A vitamin A analog may help treat diabetic retinopathy

June 11, 2020

Philadelphia, June 11, 2020 - Diabetic retinopathy is a common complication of diabetes and a leading cause of blindness among the working-age population. A new study in the American Journal of Pathology reports that visual function in diabetic mice was significantly improved after treatment with a single dose of visual chromophore 9-cis-retinal, a vitamin A analog that can form a visual pigment in the retina cells, thereby producing a light sensitive element of the retina.

"In an earlier study we found that diabetes causes vitamin A deficiency in the retina, which results in deterioration of vision, even before any vascular changes can be seen. That finding led to the assumption that early changes in vision in diabetes are probably caused by vitamin A deficiency in the retina," explained lead investigator Gennadiy Moiseyev, PhD, Department of Physiology, University of Oklahoma Health Sciences Center, Oklahoma City, OK, USA.

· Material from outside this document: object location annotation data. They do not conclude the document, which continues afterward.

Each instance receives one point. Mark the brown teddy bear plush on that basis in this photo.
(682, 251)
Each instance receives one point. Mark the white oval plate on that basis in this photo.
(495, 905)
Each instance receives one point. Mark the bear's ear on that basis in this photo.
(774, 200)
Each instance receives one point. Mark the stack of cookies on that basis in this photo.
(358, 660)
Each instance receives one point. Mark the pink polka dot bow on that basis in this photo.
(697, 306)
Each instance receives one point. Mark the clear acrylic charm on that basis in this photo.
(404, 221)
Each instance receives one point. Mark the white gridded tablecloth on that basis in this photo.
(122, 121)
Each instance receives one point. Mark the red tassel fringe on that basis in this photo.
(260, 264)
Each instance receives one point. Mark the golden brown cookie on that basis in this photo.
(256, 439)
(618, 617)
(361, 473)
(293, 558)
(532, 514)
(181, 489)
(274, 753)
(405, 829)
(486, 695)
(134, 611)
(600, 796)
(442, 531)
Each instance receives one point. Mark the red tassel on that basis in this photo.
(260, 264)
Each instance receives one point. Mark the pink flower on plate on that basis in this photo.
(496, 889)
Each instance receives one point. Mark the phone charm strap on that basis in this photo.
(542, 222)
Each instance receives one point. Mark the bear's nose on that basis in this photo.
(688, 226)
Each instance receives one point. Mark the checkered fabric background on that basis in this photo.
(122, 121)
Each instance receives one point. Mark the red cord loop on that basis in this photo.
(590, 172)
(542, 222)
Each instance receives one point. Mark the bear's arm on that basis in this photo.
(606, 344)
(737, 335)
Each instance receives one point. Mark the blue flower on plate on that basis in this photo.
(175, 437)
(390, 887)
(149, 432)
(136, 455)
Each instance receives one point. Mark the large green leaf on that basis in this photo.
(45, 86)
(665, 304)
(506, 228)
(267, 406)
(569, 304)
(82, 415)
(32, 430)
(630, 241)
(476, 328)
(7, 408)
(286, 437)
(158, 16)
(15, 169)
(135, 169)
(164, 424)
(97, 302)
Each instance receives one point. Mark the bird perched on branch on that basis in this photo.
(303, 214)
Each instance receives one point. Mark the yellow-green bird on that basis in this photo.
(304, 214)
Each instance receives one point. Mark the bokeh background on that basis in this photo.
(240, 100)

In the current study investigators hypothesized that treating diabetic mice with 11-cis-retinal could rescue visual function. They investigated its effect in Akita mice, a genetic model of type 1 diabetes, by measuring electroretinogram (ERG) responses, retinal oxidative stress, and neuronal apoptosis (cell death). ERG was performed on two groups of three-month-old Akita mice and one group of non-diabetic control mice matched for age and genetic background. One group of Akita mice was treated with 9-cis-retinal and the other with a vehicle solution. Average blood glucose concentrations and body weights of the mice were measured monthly during the study. Akita mice showed high glucose concentrations throughout the study. ERG recordings and rhodopsin assay were performed two hours after 9-cis-retinal injection, whereas assessment of cell death by ELISA and TUNEL assay were both performed 24 hours after the injection.

Results showed that the visual function in diabetic mice improved significantly after treatment with the single dose of 9-cis-retinal. In addition, researchers reported that the treatment reduced oxidative stress in the retina, decreased retina cell death and retina degeneration, and improved visual function.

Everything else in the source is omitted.